そう言えば、最近僕の住むアパートメントの大家さんを見かけないなと思っていたら、1カ月くらいバカンスに行っていたようです。
「あら? 言ったじゃない。長期で旅行するって。それよりも、この前アイントラハトの試合を観ていたら、ヤパーナー(日本人)がひとり増えているじゃない。男前のマコトと、もうひとりマコトより若そうだけど、なんだかスポーツが苦手そうな痩せっぽちの子よ。あの子、ちゃんとご飯食べているのかしら?」
「あぁ、その選手は鎌田大地という若者です。テレビ越しだとひ弱に見えますが、身長は180cmあるんですよ。
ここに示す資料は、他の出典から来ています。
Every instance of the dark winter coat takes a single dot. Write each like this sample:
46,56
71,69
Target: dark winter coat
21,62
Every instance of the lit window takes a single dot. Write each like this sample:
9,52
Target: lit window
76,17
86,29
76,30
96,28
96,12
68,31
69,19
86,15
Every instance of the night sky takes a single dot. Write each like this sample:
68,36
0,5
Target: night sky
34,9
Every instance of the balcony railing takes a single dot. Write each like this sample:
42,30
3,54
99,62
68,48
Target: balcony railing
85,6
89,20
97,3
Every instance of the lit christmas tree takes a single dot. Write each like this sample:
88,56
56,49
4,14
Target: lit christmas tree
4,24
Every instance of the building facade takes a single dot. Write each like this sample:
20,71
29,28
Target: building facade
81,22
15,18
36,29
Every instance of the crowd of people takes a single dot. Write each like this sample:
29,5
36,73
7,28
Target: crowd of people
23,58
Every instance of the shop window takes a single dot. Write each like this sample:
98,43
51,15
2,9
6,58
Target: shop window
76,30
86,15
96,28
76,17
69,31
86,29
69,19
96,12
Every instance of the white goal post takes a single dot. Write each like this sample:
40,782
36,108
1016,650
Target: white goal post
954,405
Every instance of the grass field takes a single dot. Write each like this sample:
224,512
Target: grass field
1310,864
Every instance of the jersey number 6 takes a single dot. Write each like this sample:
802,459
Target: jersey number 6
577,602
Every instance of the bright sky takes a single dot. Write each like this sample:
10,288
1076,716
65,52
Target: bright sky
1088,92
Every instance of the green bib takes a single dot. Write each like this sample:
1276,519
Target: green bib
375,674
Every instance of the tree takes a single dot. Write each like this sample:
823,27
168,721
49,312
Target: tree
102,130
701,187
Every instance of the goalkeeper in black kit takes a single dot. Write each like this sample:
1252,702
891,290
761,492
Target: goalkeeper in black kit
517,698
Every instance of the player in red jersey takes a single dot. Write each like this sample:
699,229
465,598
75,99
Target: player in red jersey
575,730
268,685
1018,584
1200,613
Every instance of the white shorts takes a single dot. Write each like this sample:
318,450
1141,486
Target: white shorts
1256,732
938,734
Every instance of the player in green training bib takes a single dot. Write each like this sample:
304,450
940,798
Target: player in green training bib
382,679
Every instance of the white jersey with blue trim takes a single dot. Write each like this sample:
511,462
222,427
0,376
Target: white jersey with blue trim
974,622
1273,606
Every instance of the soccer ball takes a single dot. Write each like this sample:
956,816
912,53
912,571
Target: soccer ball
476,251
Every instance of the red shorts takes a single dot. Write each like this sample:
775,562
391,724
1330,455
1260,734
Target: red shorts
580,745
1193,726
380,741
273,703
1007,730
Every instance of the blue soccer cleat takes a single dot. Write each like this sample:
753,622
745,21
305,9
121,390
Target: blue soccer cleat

体重も72kgなので、それなりかと」
「180cmなんて、ドイツなら女の子でもいっぱいいるわよ。あなた、今度彼に会ったら『ちゃんとご飯食べなさい』って伝えておいて」
セリエAへの移籍話もあったが。
大家さんに心配された鎌田ですが、今シーズンの彼には躍進の匂いが漂っています。今の鎌田は、間違いなくアイントラハトの中心選手として捉えられています。
昨季はレンタル先のシント・トロイデンで公式戦16ゴール9アシストをマーク。実績を積み上げ、所属クラブへカムバックしました。ただ、今季始動からプレキャンプまではアドル・ヒュッター監督からの評価が依然として高まらず、セリエA・ジェノアへの移籍などが取り沙汰されていました。
本人もカルチョの国で奮起するつもりだったようですが、アイントラハトには幾つかの不確定要素がありました。それは昨季、猛威を振るったルカ・ヨビッチ、セバスチャン・アレ、アンテ・レビッチという“マジカル・トライアングル”が相次いで移籍してしまうかもしれなかったからです。